Skip site navigation (1) Skip section navigation (2)

Re: BUG #1470: Boolean expression index not used when it could be

From: Sergey Koshcheyev <sergey(dot)p(dot)k(at)gmail(dot)com>
To: psql-bugs(at)postgresql(dot)org
Subject: Re: BUG #1470: Boolean expression index not used when it could be
Date: 2005-02-26 13:09:39
Message-ID: 42207513.3010701@gmail.com (view raw or flat)
Thread:
Lists: pgsql-bugs
Tom Lane wrote:
> "Sergey Koshcheyev" <sergey(dot)p(dot)k(at)hotmail(dot)com> writes:
> 
>>I'm trying to optimize "is null" queries, since PgSQL doesn't index null
>>values. I have found that creating an expression index on (column is null)
>>could work, but it doesn't get used unless the index expression is part of a
>>comparison. Could this be improved, so that (a boolean expression) is taken
>>as equivalent to (a boolean expression = true)?
> 
> 
> You would be better off to use a partial index:
> 
> 	create index tbl1_abc on tbl1 (somecol) where abc is null;
> 
> The advantage of this is that not only do you get the is-null filter,
> but you may be able to filter on some other column(s) at the same time.
> For instance if you commonly query
> 
> 	select ... from tbl1 where abc is null and def > 42
> 
> then making "somecol" be "def" would be a winner.
> 
> 			regards, tom lane

Well, I have tried playing with indexes, but it's hard to define the 
right indexes for the query, even if NULLs are not involved. One more 
example (based on real-world data, except I renamed the fields and the 
table):

office=> explain analyze select * from table where (field1 = 0) AND 
((field2 IS NULL) OR (field3 = 0));
                                                  QUERY PLAN
(a line of dashes stripped to allow wrapping)
  Seq Scan on table  (cost=0.00..2103.92 rows=3091 width=174) (actual 
time=0.176..2413.078 rows=15 loops=1)
    Filter: ((field1 = 0) AND ((field2 IS NULL) OR (field3 = 0)))
  Total runtime: 2413.349 ms
(3 rows)

- Note that the estimate is way off, and raising statistics actually 
makes it even worse. There is an index defined on (field1), but it 
doesn't get picked up (probably because lots of rows have field1 equal 
0). I have tried to index (field1) where ((field2 IS NULL) OR (field3 = 
0)), but it doesn't get picked up either.

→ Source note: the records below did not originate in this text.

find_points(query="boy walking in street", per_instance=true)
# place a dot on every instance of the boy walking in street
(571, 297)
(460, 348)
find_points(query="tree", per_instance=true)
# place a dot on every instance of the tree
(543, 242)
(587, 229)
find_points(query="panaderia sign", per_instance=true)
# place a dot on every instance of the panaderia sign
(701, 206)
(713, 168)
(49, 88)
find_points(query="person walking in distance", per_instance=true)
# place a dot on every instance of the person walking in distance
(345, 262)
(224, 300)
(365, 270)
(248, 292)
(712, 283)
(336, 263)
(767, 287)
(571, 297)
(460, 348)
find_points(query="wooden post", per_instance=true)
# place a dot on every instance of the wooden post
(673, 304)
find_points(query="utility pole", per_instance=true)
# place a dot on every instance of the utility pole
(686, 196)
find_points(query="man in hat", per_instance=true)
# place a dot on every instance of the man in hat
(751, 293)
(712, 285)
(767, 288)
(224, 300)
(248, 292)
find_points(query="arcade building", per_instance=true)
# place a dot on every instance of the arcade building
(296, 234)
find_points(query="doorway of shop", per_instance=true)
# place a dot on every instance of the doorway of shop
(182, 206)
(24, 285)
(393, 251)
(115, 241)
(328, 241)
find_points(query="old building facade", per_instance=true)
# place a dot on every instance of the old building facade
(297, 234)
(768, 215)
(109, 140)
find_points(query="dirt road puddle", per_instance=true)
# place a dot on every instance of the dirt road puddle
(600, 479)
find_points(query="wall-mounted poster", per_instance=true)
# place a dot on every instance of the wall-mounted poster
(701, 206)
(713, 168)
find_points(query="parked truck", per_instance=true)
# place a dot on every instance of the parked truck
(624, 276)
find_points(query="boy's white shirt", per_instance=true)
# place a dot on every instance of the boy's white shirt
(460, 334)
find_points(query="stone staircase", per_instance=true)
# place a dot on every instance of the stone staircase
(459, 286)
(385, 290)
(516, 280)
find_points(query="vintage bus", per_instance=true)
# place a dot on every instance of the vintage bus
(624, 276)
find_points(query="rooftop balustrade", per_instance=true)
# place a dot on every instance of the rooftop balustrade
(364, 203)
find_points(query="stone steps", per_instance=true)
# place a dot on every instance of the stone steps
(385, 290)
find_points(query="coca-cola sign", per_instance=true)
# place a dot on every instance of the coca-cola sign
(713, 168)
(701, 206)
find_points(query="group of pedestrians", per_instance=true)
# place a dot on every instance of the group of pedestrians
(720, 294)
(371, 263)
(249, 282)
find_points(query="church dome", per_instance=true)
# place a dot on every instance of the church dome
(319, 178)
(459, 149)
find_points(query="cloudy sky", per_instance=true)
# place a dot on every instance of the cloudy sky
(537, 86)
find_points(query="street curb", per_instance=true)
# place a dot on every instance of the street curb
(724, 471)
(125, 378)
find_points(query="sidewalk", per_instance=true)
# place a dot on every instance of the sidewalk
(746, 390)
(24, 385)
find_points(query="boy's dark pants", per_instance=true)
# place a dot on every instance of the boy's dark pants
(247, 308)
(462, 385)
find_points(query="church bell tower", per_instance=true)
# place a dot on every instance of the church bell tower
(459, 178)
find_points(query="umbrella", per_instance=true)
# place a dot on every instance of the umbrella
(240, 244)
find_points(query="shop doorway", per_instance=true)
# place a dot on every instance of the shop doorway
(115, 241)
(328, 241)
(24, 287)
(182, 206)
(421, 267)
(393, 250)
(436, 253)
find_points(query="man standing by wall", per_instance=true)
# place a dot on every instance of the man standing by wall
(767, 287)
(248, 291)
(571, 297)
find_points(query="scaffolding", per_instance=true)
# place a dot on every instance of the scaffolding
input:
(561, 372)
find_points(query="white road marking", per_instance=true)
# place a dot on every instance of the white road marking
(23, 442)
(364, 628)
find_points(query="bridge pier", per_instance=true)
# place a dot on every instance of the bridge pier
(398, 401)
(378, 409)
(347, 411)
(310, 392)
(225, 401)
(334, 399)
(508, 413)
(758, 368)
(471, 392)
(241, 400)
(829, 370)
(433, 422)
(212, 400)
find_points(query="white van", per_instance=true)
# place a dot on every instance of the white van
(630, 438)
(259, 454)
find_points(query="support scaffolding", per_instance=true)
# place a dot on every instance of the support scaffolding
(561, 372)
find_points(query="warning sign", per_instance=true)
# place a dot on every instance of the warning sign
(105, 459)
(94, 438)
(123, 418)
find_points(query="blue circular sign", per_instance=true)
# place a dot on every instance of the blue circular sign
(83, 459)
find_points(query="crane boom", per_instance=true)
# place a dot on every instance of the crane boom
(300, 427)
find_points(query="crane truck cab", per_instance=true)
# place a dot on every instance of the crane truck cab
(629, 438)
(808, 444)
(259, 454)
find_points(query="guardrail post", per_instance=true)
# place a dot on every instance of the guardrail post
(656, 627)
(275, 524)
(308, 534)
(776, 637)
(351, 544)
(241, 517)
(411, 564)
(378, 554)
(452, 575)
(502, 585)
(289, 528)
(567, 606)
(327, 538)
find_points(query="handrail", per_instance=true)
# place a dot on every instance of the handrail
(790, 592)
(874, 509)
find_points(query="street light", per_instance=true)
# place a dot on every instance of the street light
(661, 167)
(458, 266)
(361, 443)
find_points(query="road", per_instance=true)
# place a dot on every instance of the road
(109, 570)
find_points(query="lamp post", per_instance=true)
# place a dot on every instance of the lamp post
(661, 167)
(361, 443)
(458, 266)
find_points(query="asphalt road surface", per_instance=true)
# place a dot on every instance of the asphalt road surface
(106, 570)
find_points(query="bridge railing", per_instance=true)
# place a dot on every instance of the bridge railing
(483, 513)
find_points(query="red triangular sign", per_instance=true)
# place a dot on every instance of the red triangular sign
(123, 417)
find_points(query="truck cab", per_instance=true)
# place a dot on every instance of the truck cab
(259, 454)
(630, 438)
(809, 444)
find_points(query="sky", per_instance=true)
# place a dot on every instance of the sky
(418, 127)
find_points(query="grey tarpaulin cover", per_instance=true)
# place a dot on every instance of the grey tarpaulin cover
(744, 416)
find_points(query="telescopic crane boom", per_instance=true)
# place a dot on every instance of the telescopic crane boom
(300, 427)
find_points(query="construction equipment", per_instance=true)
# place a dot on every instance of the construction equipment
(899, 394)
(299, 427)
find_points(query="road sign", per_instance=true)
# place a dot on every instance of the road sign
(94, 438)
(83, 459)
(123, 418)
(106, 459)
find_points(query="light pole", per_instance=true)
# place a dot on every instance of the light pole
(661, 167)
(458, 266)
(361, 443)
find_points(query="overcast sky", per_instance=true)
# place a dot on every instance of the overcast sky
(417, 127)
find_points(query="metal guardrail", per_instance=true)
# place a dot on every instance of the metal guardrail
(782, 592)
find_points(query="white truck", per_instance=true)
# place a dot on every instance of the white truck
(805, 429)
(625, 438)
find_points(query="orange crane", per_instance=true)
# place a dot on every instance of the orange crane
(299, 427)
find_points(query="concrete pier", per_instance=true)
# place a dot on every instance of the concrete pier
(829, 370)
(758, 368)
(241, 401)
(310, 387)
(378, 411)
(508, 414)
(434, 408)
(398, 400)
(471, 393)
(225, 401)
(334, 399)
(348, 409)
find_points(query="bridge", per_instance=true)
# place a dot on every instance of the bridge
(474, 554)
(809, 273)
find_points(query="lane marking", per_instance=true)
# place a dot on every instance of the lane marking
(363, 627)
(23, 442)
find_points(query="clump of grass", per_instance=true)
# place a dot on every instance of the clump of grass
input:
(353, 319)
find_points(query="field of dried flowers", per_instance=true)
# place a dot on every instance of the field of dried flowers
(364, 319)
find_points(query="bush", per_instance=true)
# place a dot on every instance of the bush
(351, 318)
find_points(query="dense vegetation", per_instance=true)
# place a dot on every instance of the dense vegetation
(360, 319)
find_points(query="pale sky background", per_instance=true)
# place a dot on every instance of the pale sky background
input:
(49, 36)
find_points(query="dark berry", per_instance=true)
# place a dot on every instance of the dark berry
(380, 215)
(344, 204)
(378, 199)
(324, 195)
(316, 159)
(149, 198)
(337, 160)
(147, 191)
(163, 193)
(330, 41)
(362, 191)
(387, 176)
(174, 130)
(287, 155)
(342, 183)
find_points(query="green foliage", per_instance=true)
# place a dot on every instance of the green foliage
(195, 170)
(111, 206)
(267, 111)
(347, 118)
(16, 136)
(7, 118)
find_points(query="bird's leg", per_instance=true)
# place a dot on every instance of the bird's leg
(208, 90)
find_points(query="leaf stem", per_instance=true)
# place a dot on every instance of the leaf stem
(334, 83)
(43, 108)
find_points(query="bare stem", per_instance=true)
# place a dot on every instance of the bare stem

office=> explain analyze select * from table where (field1 = 0) AND 
((field2 IS NULL) OR (field3 = 0)) = true;
                                                             QUERY PLAN
(a line of dashes stripped to allow wrapping)
  Index Scan using table_index on table  (cost=0.00..1041.36 rows=289 
width=174) (actual time=89.689..100.895 rows=15 loops=1)
    Index Cond: (((field1 = 0) AND ((field2 IS NULL) OR (field3 = 0)))) 
= true)
  Total runtime: 101.580 ms
(3 rows)

- This query runs much faster, but requires the "= true".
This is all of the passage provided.